The No Vegetation Challenge has taken a bit of a back seat. While I'm still not buying apples, and we do miss them, and we are learning to live without them... There are some flaws to the No Vegetation Challenge.
First off- how do you make a salad? I like a big bowl of lettuce (ready in June), a nice cuke (which are barely plants in the garden, haven't flowered yet), a nice tomato (got the first two off the greenhouse tomatoes this week) some green pepper (just tiny little peppers on the greenhouse plants right now, lots of flowers) and some celery (which I don't grow). I tried eating just the lettuce for awhile, then broke down and bought some salad fixins.
Second- there was the whole Strawberry Fiasco - which I ended up not buying, but had really planned to, to make jam and freeze, and save us money throughout the year.
Third- Bananas.
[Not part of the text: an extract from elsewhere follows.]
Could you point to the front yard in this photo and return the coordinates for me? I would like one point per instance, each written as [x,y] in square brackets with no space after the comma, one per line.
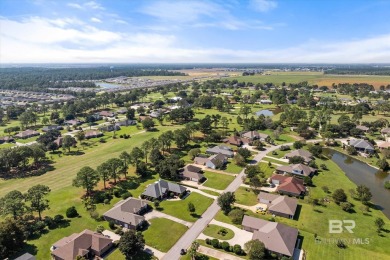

Bananas are never in season here. But they were shipped worldwide before oil, so I still consider them sustainable. One of the few things you can pick green, allow to ripen on the way, and not end up tasting like sawdust. They are, however, generally very expensive, currently at about 79¢/pound. When I walk through the produce section at the grocery store, I make a bee line for the cheap rack. The wilted, the rotting, the not best looking section, reduced to clear. I buy bananas when I see them. It could be a while before I see them again. Sometimes I get lucky and get a whole case for $5. The kids eat their hearts out, and I freeze lots for banana bread and smoothies.
Fourth- Watermelon. I am Canadian. Not to mention, a northerner. I grow watermelon every year, and on a good year I'm lucky to get 4 or 5 baseball sized watermelons. Most years, nothing. What would summer be without a watermelon? And since I started preserving the rind last year, it doubles as winter fruit as well.
Finally- The challenge was supposed to go through the end of October or first snow, whichever came first. But then there is a possibility that I might miss apple season, and why would I do that? It wouldn't make sense to not buy apples when they are in season. So apple shopping I will go.
The challenge has been a good learning experience, and one that I will continue with through the winter. Which is much more logical. Use what we have while it's freshly preserved, and then buy produce once the freezer and cold room are empty.